A total of 428 lines representing each of the crosses were assigned to the training population. The remaining lines were assigned to the validation population. The training population has been genotyped. Briefly, the DNA was isolated from each line and sequenced using a single-end Illumina platform. Sequences were quality trimmed using SICKLE and then aligned to the Phaseolus vulgaris v2.1 reference sequence (DOE-JGI and USDA-NIFA, http://phytozome.jgi.doe.gov) or the UI111 v1.0 reference sequence, indexed and sorted using BWA-MEMB and SAMtools. Read groups including library ID, platform and platform unit were added to each alignment within the BAM files using Picard.
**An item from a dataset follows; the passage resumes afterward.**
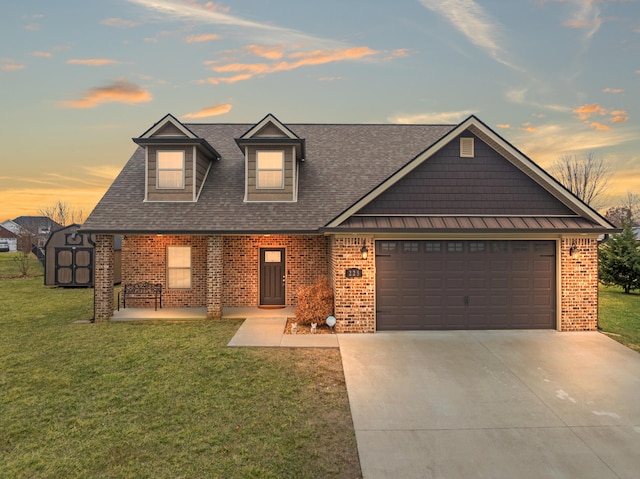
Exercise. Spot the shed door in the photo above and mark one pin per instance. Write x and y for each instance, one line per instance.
(73, 266)
(272, 277)
(465, 284)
Unifiedgenotyper from GATK3.6 (DePristo et al. 2011) was used to call variants with quality scores above 10. Quality scores between 10 and 30 were marked as low quality. Variants with a read depth of less than two were filtered using GATK3.6 variantfiltration and subsequently replaced as missing data. Low quality variants were removed via hard filtering when variants contained more than 25% missing data, more than one nucleotide, or the minor allele was less than 1%. Genotypes with more than 90% missing data were removed. SNPs with missing data were imputed using fastPHASE. The output file was converted to a hmp file for distribution.
Lines were phenotyped using the seedling straw test method proposed by Arkwazee and Myers (2017). The plants were scored four days after inoculation using the disease severity scale described in the protocol. Lines were considered resistant with values from 1 to 3, intermediate with a value of 4, and susceptible with values from 5 to 9. Adjusted means (least square means) were calculated using a linear mixed model in which genotypes were considered fixed effects and reps, blocks, and samples were considered random effects.